Ma présence se veut un acte de reconnaissance et de foi dans ce travail accompli – je devrai dire dans un engagement dans un combat de tous les instants pour l'insertion de ceux que la société rejette. Emplois-Services est née de l'action volontaire et courageuse des individus : elle est ainsi la preuve que l'insertion n'est pas l'apanage des institutions. Et ce qui est admirable, c'est qu'après 10 ans d'expérience, après 500 000 heures de travail, ses promoteurs aient conservé le même enthousiasme, malgré l'aggravation des difficultés économiques, les problèmes administratifs, les résistances de toutes sortes, les incertitudes concernant l'avenir et la tentation du scepticisme.
L'association Emplois-Services a été précurseur et reste un modèle dans la lutte contre le chômage d'exclusion. Son action comme celle de l'ensemble des associations intermédiaires préfigure les conditions d'un passage vers une société de pleine activité.

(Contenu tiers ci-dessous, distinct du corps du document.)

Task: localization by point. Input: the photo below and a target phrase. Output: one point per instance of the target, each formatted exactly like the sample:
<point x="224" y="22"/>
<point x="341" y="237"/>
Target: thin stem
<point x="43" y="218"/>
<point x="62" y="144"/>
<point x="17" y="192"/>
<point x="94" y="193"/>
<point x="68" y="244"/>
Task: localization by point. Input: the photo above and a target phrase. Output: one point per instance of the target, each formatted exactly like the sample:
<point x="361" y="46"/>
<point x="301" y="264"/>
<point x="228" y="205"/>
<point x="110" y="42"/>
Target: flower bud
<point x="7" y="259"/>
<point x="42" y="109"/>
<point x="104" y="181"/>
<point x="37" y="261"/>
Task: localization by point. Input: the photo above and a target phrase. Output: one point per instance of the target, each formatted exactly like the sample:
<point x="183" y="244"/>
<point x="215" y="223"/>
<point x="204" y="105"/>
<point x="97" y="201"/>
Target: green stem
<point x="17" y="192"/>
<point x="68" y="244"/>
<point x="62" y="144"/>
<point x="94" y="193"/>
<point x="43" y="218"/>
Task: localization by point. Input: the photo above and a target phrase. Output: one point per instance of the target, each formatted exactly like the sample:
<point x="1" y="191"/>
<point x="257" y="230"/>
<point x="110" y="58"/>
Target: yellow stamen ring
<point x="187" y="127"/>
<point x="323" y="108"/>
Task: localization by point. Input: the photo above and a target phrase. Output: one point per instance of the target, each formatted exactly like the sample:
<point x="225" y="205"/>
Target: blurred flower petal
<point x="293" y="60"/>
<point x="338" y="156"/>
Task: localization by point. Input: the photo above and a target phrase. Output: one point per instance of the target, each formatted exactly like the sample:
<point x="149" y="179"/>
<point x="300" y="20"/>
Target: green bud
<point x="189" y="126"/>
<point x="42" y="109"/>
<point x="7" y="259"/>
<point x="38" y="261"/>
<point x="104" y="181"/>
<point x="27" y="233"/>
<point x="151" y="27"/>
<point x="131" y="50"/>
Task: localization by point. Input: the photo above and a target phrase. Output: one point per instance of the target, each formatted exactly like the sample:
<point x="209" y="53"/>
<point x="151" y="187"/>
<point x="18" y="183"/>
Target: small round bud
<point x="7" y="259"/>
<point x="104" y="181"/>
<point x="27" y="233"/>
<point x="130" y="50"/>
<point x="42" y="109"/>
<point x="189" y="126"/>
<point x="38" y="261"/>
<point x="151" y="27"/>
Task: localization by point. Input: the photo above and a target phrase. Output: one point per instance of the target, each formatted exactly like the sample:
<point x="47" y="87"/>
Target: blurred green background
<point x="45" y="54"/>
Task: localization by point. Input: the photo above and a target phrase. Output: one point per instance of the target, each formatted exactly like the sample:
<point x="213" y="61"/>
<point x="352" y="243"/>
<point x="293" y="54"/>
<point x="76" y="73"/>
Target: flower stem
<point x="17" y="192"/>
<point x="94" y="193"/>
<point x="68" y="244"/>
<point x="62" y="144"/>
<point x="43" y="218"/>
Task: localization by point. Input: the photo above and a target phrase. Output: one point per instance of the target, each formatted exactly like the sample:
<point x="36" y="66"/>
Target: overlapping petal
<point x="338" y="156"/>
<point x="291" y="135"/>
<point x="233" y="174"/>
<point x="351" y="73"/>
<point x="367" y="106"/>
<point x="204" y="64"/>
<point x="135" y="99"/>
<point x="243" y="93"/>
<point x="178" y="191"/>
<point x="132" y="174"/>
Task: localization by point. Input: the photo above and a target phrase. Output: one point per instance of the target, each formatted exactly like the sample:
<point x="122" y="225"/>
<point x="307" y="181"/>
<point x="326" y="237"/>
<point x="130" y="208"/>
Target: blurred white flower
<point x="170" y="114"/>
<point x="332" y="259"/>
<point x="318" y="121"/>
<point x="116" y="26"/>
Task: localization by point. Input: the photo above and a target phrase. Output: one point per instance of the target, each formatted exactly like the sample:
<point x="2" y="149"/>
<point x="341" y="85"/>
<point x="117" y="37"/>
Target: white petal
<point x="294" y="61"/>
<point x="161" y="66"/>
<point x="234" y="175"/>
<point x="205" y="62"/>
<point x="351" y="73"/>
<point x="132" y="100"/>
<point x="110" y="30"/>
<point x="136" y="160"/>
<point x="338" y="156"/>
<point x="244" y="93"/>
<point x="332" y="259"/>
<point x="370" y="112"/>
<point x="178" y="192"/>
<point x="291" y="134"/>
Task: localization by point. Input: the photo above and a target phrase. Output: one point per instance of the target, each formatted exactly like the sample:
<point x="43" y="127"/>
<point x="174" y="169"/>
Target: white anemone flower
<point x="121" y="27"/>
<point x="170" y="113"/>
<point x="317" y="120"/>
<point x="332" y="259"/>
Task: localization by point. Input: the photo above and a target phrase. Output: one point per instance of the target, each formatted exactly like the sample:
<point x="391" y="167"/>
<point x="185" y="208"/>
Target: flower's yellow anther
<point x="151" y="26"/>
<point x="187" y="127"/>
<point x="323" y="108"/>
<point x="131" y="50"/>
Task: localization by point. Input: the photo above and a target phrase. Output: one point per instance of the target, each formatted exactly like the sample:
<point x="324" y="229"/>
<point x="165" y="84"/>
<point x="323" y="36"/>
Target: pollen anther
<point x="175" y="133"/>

I. – Oui, l'association Emplois-Services, pionnière parmi les structures d'insertion en France, est un modèle
La loi du 27 janvier 1987, à laquelle j'ai fait allusion, a créé les associations intermédiaires.
Au-delà des stages de formation professionnelle, à l'encontre des stages-parkings, il fallait offrir aux personnes dépourvues d'emploi des activités répondant à des besoins non couverts par ailleurs dans le contexte local.
Quatre ans avant la loi, Emplois-Services s'était engagé dans cette voie innovante. L'intuition de ses fondateurs reposait sur quelques idées simples qui se vérifient tous les jours davantage. J'en retiendrai trois :
Première idée : en redonnant aux exclus un travail utile, une association comme Emplois-Services leur rend leur dignité.
Deuxième idée : avec un travail, même limité, les personnes retrouvent des droits sociaux.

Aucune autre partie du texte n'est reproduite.